Most probably I’m missing something in the definition of Lie ideal. Any ideas?
First intended this as a response to a comment, but answering in comments is silly. I'm basically just giving a bit more detail to Dietrich's comment.
The product is closed for $A$, but not necessarily for an arbitrary subspace $I$. So think for example $A = \mathfrak{gl}(n)$ the C*-algebra of all $n \times n$-matrices, and $I = \mathfrak{sl}(n)$ the subspace of matrices with trace zero. Every commutator $XY - YX$ has trace zero, so $IA - AI \subset I$, but the product $XY$ of a matrix with a trace-zero matrix does not necessarily have trace zero again, e.g.

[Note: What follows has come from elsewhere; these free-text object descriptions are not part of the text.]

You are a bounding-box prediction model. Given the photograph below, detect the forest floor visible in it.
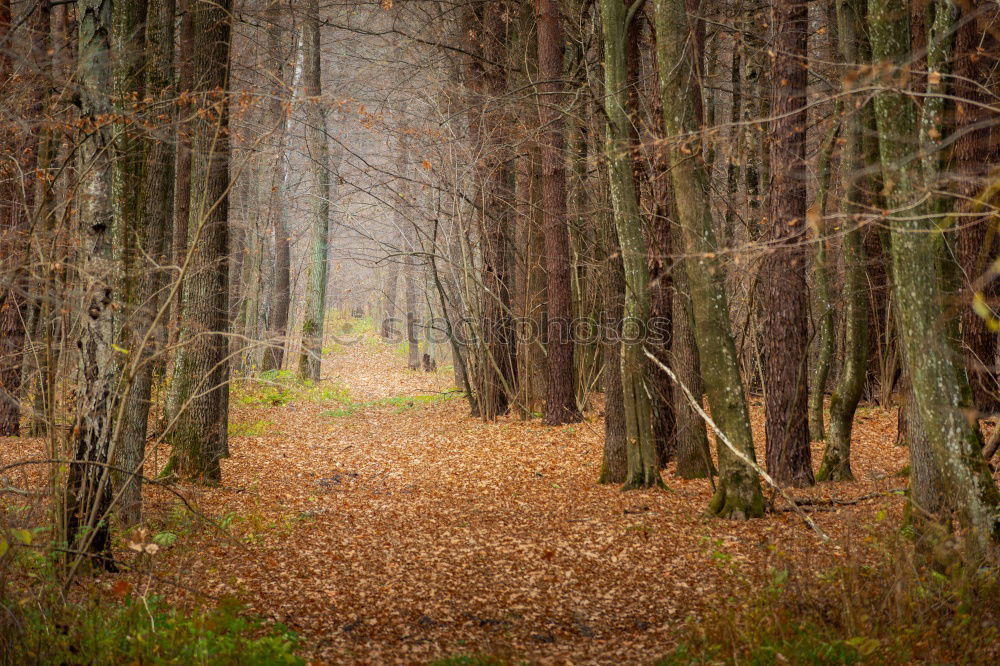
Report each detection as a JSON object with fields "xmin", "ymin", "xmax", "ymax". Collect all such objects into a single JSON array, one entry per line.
[{"xmin": 2, "ymin": 328, "xmax": 916, "ymax": 664}]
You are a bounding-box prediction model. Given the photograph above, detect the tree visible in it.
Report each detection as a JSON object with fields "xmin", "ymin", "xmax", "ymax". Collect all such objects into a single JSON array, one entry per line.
[
  {"xmin": 954, "ymin": 0, "xmax": 1000, "ymax": 413},
  {"xmin": 0, "ymin": 0, "xmax": 41, "ymax": 436},
  {"xmin": 64, "ymin": 0, "xmax": 120, "ymax": 570},
  {"xmin": 166, "ymin": 0, "xmax": 233, "ymax": 483},
  {"xmin": 869, "ymin": 0, "xmax": 1000, "ymax": 554},
  {"xmin": 464, "ymin": 1, "xmax": 517, "ymax": 420},
  {"xmin": 262, "ymin": 0, "xmax": 292, "ymax": 372},
  {"xmin": 654, "ymin": 0, "xmax": 764, "ymax": 518},
  {"xmin": 600, "ymin": 0, "xmax": 662, "ymax": 489},
  {"xmin": 761, "ymin": 0, "xmax": 813, "ymax": 487},
  {"xmin": 817, "ymin": 0, "xmax": 869, "ymax": 482},
  {"xmin": 298, "ymin": 0, "xmax": 331, "ymax": 381},
  {"xmin": 535, "ymin": 0, "xmax": 581, "ymax": 425}
]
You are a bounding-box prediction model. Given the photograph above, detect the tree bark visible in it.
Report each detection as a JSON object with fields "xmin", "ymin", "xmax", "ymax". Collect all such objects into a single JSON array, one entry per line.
[
  {"xmin": 870, "ymin": 0, "xmax": 1000, "ymax": 553},
  {"xmin": 599, "ymin": 203, "xmax": 627, "ymax": 484},
  {"xmin": 109, "ymin": 0, "xmax": 151, "ymax": 527},
  {"xmin": 600, "ymin": 0, "xmax": 662, "ymax": 489},
  {"xmin": 65, "ymin": 0, "xmax": 119, "ymax": 570},
  {"xmin": 654, "ymin": 0, "xmax": 764, "ymax": 517},
  {"xmin": 298, "ymin": 0, "xmax": 330, "ymax": 381},
  {"xmin": 954, "ymin": 0, "xmax": 1000, "ymax": 413},
  {"xmin": 166, "ymin": 0, "xmax": 232, "ymax": 483},
  {"xmin": 536, "ymin": 0, "xmax": 581, "ymax": 425},
  {"xmin": 762, "ymin": 0, "xmax": 814, "ymax": 487},
  {"xmin": 818, "ymin": 0, "xmax": 870, "ymax": 483}
]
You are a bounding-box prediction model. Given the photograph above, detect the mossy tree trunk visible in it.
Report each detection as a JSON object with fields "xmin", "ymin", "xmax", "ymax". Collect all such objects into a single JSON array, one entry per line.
[
  {"xmin": 599, "ymin": 195, "xmax": 628, "ymax": 484},
  {"xmin": 298, "ymin": 0, "xmax": 331, "ymax": 381},
  {"xmin": 600, "ymin": 0, "xmax": 663, "ymax": 490},
  {"xmin": 818, "ymin": 0, "xmax": 870, "ymax": 483},
  {"xmin": 869, "ymin": 0, "xmax": 1000, "ymax": 553},
  {"xmin": 654, "ymin": 0, "xmax": 763, "ymax": 517}
]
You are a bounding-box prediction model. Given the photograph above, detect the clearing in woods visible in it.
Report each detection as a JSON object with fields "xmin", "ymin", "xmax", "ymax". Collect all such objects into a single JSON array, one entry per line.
[{"xmin": 4, "ymin": 329, "xmax": 909, "ymax": 663}]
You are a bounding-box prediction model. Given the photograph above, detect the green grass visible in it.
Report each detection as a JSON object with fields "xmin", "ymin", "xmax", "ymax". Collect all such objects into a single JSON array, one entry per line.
[
  {"xmin": 228, "ymin": 419, "xmax": 272, "ymax": 437},
  {"xmin": 1, "ymin": 593, "xmax": 303, "ymax": 665},
  {"xmin": 319, "ymin": 390, "xmax": 463, "ymax": 419},
  {"xmin": 232, "ymin": 370, "xmax": 352, "ymax": 408}
]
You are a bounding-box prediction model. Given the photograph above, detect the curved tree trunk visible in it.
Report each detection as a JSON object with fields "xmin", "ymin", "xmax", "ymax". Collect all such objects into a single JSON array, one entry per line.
[
  {"xmin": 870, "ymin": 0, "xmax": 1000, "ymax": 554},
  {"xmin": 818, "ymin": 0, "xmax": 870, "ymax": 483},
  {"xmin": 600, "ymin": 0, "xmax": 662, "ymax": 490}
]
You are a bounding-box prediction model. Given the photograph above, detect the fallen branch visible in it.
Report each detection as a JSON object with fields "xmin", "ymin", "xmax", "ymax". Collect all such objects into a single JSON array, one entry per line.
[{"xmin": 643, "ymin": 347, "xmax": 832, "ymax": 544}]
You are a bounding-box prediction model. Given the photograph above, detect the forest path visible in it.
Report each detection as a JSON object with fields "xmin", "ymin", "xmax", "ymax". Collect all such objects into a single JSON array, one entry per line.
[{"xmin": 145, "ymin": 333, "xmax": 910, "ymax": 664}]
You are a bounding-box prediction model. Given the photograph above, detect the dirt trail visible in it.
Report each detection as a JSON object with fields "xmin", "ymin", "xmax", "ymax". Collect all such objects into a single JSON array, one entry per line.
[{"xmin": 137, "ymin": 340, "xmax": 907, "ymax": 664}]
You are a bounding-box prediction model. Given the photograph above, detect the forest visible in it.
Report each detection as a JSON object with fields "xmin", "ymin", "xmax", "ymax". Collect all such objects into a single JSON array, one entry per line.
[{"xmin": 2, "ymin": 0, "xmax": 1000, "ymax": 663}]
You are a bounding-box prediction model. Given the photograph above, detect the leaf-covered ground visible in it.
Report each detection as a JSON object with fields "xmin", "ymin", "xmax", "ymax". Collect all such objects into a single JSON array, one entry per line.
[{"xmin": 2, "ymin": 337, "xmax": 913, "ymax": 663}]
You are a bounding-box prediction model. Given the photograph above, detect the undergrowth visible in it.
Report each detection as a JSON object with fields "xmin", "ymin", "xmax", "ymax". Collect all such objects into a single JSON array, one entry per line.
[
  {"xmin": 319, "ymin": 390, "xmax": 462, "ymax": 419},
  {"xmin": 232, "ymin": 370, "xmax": 351, "ymax": 408},
  {"xmin": 0, "ymin": 590, "xmax": 303, "ymax": 665},
  {"xmin": 657, "ymin": 529, "xmax": 1000, "ymax": 664}
]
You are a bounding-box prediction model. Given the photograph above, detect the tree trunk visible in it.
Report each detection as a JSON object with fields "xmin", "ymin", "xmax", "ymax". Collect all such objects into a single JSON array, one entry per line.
[
  {"xmin": 465, "ymin": 3, "xmax": 517, "ymax": 420},
  {"xmin": 262, "ymin": 3, "xmax": 291, "ymax": 373},
  {"xmin": 672, "ymin": 243, "xmax": 713, "ymax": 479},
  {"xmin": 109, "ymin": 0, "xmax": 151, "ymax": 527},
  {"xmin": 870, "ymin": 0, "xmax": 1000, "ymax": 553},
  {"xmin": 65, "ymin": 0, "xmax": 119, "ymax": 570},
  {"xmin": 954, "ymin": 1, "xmax": 1000, "ymax": 413},
  {"xmin": 169, "ymin": 0, "xmax": 193, "ymax": 350},
  {"xmin": 536, "ymin": 0, "xmax": 581, "ymax": 425},
  {"xmin": 600, "ymin": 0, "xmax": 662, "ymax": 489},
  {"xmin": 298, "ymin": 0, "xmax": 330, "ymax": 381},
  {"xmin": 599, "ymin": 204, "xmax": 627, "ymax": 484},
  {"xmin": 654, "ymin": 0, "xmax": 764, "ymax": 518},
  {"xmin": 818, "ymin": 0, "xmax": 870, "ymax": 483},
  {"xmin": 166, "ymin": 0, "xmax": 232, "ymax": 483},
  {"xmin": 762, "ymin": 0, "xmax": 814, "ymax": 487}
]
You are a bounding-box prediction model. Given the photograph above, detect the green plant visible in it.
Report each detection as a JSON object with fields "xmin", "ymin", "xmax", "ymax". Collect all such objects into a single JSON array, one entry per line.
[
  {"xmin": 228, "ymin": 419, "xmax": 272, "ymax": 437},
  {"xmin": 1, "ymin": 592, "xmax": 303, "ymax": 665}
]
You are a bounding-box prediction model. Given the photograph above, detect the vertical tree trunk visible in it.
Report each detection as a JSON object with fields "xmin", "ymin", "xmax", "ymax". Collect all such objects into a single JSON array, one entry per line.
[
  {"xmin": 762, "ymin": 0, "xmax": 814, "ymax": 487},
  {"xmin": 954, "ymin": 1, "xmax": 1000, "ymax": 413},
  {"xmin": 0, "ymin": 0, "xmax": 42, "ymax": 436},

$$\begin{pmatrix} 2 & 0 \\ 0 & 1 \end{pmatrix} \cdot \begin{pmatrix} 1 & 0 \\ 0 & -1 \end{pmatrix} = \begin{pmatrix} 1 & 0 \\ 0 & -1 \end{pmatrix} \cdot \begin{pmatrix} 2 & 0 \\ 0 & 1 \end{pmatrix} = \begin{pmatrix} 2 & 0 \\ 0 & -1 \end{pmatrix}. $$
Hence $IA$ and $AI$ are not in $I$. So $I$ is a Lie idal in $A$, but not an ideal with respect to multiplication.
I think the confusion might come from the notation $IA - AI$. This should probably be read as the subspace spanned by $\{ ia - ai : i \in I, a \in A\}$, and not by $\{ia - bj : i,j \in I, a,b \in A\}$. If it was the latter, I believe your interpretation would be correct, but then the space would lose its "Lie-algebraic" character.